Thursday, July 22, 2010

#ICED Rejects its 1880 Milan Congress Resolutions

It is hard to appreciate the significance of this press release. It is on the same level as having a German or Japanese head of state for the first time apologising for the atrocities in the second world war.

Following the 1880 ICED Milan Congress Resolution, many vibrant cultures of signing deaf people were destroyed. In many countries the process of reversing the mentality expressed at that time only started something like 50 years ago.

Sign language and its culture have progressed remarkably in most countries sign language has gained official recognition and is taught in schools for the deaf. SignWriting is finding its way in schools in many countries. As sign languages become written languages, a disaster like the Milan resolution will not be as total.


July 20, 2010

At the opening of the ICED 2010 Congress, July 19th, organizers addressed the Deaf Community’s concerns regarding the Milan resolutions of 1880, which banned sign language in educational programs for deaf children.

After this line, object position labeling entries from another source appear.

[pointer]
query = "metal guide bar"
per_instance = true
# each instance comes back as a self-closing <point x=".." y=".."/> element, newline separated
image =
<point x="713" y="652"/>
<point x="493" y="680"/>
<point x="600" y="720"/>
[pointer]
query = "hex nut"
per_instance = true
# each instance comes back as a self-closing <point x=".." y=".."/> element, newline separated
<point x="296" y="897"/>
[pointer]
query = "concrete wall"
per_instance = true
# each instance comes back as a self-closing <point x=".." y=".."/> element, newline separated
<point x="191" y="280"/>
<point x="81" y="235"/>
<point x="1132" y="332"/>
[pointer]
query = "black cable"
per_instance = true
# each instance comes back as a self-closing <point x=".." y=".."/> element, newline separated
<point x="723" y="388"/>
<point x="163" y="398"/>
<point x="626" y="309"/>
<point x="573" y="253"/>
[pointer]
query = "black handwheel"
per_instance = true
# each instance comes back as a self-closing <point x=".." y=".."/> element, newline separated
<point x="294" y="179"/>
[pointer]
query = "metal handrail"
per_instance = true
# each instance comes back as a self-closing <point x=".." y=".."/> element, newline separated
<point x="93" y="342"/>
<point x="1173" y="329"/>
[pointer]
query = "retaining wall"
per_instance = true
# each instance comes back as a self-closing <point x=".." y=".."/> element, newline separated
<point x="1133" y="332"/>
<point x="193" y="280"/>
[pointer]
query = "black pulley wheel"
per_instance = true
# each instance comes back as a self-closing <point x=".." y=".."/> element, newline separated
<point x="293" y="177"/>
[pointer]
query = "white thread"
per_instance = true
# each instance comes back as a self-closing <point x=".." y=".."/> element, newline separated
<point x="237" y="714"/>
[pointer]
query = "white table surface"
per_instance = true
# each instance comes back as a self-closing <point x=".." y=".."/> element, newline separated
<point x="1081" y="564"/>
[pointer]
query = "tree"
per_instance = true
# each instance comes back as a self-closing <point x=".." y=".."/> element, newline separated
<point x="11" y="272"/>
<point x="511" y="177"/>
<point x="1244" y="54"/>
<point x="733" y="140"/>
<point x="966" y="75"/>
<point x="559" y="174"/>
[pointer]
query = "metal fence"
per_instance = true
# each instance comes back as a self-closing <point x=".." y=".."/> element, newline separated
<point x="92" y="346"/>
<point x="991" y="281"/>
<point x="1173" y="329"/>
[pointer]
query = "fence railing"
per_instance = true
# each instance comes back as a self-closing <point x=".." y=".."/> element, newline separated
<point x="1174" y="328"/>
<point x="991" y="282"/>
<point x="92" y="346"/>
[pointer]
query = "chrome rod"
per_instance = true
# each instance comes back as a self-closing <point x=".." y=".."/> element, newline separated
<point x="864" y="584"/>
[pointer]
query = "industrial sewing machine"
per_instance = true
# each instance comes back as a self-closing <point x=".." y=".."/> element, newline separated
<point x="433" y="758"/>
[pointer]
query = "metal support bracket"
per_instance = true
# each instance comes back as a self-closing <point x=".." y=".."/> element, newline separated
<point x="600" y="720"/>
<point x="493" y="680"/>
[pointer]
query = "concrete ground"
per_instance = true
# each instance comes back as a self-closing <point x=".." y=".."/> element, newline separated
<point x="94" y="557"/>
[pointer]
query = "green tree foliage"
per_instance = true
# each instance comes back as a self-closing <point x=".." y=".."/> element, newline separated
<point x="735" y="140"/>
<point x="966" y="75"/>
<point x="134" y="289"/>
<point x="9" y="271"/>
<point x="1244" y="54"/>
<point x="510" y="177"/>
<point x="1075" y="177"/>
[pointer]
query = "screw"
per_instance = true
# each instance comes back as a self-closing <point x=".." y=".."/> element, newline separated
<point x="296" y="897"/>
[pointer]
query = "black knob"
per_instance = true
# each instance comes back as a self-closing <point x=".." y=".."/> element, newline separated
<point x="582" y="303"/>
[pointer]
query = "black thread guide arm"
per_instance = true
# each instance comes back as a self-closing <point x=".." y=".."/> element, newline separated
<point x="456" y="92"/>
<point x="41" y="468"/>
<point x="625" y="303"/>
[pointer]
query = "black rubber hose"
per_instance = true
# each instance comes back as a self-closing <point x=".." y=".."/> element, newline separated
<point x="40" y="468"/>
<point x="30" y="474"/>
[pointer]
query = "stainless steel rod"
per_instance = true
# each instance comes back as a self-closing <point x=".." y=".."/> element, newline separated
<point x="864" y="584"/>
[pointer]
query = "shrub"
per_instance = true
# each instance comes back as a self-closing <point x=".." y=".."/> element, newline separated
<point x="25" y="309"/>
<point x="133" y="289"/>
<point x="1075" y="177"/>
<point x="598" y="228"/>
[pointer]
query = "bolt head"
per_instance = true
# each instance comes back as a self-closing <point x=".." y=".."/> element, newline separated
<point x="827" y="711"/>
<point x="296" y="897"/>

“‘Partners in Education’, the theme of ICED 2010, emphasizes the importance of working together,” said Claire Anderson, Congress Chair. It is with respectful partnerships of educators, parents, students, and the Deaf and Hard of Hearing communities that we will maximize the opportunities for meeting the educational needs of our students.

To this end, the Vancouver ICED 2010 Organizing Committee and the British Columbia Deaf Community worked together to develop a statement, which addressed the issues concerning Milan.

This statement “A New Era: Deaf Participation and Collaboration” was introduced to Congress participants as the beginning of a dialogue to promote healing and set the path for future collaboration.

The statement:
  • Rejected all resolutions passed at the Milan Congress that denied the inclusion of sign language in educational programs for Deaf students
  • Acknowledged with regret the detrimental effects of the Milan Congress, and
  • Called upon all Nations to ensure that educational programs for the Deaf accept and respect all languages and all forms of communication.
The audience, both deaf and hearing, spontaneously responded with an outpouring of emotion and a standing ovation. “History has been made today and the words of the Vancouver Statement can replace the hurt caused by the Milan decision,” said Joe McLaughlin, sub-­‐committee chair, in his closing remarks.